YOLOv5 detection demo build result

Figure 6-5 YOLOv5 detection demo build result

After successful compilation, copy the executable program directory yolov5_detect_demo_release/ to the /userdata directory on the RV1126B board.

Terminal window
cp yolov5_detect_demo_release/ /mnt/userdata/ -rf

Copy the YOLOv5 detection demo to the development board

Figure 6-6 Copy the YOLOv5 detection demo to the development board

6.4. Run the YOLOv5 Model on the Development Board

Enter the board shell via serial debugging or SSH, then go to the sample program deployment directory.

Terminal window
cd /userdata/yolov5_detect_demo_release/

Run the sample program.

Terminal window
chmod 777 yolov5_detect_demo
sudo ./yolov5_detect_demo

The execution result is shown below. The algorithm execution time is about 48 ms.

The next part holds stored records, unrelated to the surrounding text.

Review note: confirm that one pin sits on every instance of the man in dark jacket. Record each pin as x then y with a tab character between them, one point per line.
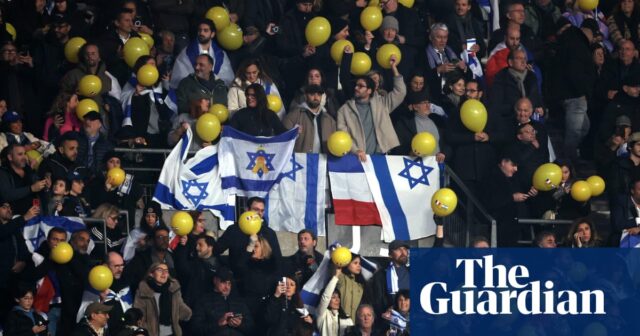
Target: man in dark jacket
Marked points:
577	78
219	312
14	251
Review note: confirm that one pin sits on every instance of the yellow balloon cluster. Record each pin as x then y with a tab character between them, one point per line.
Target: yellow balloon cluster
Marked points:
318	31
250	223
341	256
580	191
339	143
444	202
182	223
423	144
147	75
72	47
360	64
208	127
219	16
546	177
337	49
85	106
473	115
117	176
219	111
230	38
89	86
100	278
383	56
133	49
62	253
274	103
371	18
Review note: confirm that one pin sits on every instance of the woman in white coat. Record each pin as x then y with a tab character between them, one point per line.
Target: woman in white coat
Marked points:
332	320
250	72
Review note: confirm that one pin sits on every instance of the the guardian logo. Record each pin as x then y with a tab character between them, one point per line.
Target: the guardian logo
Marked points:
505	291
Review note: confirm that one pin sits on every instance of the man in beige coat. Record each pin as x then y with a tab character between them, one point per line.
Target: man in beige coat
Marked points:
366	116
316	125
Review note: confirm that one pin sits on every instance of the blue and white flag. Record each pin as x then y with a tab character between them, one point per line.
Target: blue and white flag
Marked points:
402	187
194	184
36	229
312	290
251	165
299	200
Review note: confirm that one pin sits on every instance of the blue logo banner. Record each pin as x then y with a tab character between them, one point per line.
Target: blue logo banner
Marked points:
568	292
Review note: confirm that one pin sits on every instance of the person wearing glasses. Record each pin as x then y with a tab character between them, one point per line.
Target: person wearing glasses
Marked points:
160	299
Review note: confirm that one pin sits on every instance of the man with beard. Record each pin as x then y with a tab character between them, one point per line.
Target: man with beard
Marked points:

Run the YOLOv5 detection demo on the RV1126B board

Figure 6-7 Run the YOLOv5 detection demo on the RV1126B board

From the RV1126B compile environment, retrieve the test result image with the following command.

Terminal window
cp /mnt/userdata/yolov5_detect_demo_release/result.jpg .

Copy the detection result image from the board

Figure 6-8 Copy the detection result image from the board

The test result is shown below.

YOLOv5 mask detection result on the RV1126B board

Figure 6-9 YOLOv5 mask detection result on the RV1126B board

The YOLOv5 object detection sample has now been successfully executed on the board.